Afghanistan: Trump’s idea of inviting leaders of the Taliban to Camp David, the presidential retreat, to discuss a deal on which the United States would withdraw thousands of troops from Afghanistan didn’t go well with John Bolton. The Washington Post reported that tensions had risen to the point that Zalmay Khalilzad, the US negotiator with the Taliban, refused to share his draft deal with Bolton for fear he would scuttle it. Trump ultimately said he canceled the Taliban meeting, citing an attack that killed a US soldier, and said the talks were dead.
Iran: Bolton has long been a vociferous hawk on Iran. In 2015, Bolton wrote an opinion piece in The New York Times bluntly headlined, “To Stop Iran’s Bomb, Bomb Iran.” Shortly after Bolton took office, Trump walked away from an international nuclear deal and slapped punishing sanctions on Iran. But recently Trump has increasingly said that he is open to diplomacy.
North Korea: Bolton is also well-known for his hard line on North Korea. Shortly before his appointment, he wrote in The Wall Street Journal that the United States would be justified in waging a pre-emptive strike on the country. While Trump has been vocal for talks with North Korea, Bolton occasionally been throwing a comment or two that greatly hindered the effort.

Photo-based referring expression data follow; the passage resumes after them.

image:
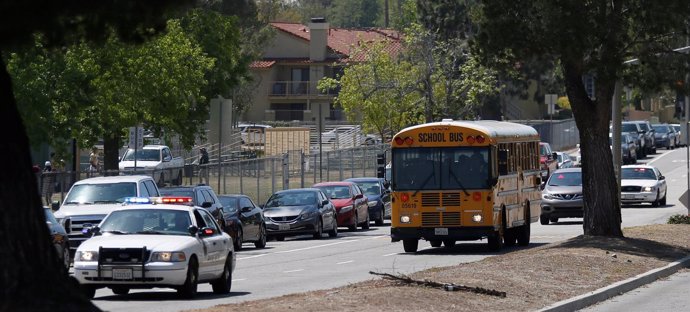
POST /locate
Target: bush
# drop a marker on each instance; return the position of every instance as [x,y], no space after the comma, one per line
[679,219]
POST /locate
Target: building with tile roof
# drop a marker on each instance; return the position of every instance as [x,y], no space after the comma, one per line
[296,59]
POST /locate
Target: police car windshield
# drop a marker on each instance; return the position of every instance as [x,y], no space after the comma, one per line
[147,221]
[104,193]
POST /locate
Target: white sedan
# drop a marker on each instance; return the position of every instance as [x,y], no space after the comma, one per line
[155,245]
[642,184]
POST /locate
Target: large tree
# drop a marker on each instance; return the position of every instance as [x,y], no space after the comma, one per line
[31,277]
[588,38]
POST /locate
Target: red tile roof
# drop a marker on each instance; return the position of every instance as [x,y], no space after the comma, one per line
[342,41]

Venezuela: Bolton has championed one of Trump’s biggest foreign policy pushes, seeking to topple Venezuelan President Nicolas Maduro, a leftist who presides over a crumbling economy. But Bolton made his exit before Maduro, who remains in power and enjoys support of the military more than half a year after the United States and other major Western and Latin American powers declared him illegitimate. Trump has been speaking less about Venezuela and, according to multiple reports, he chided Bolton in private for overselling the ease with which opposition leader Juan Guaido could take over.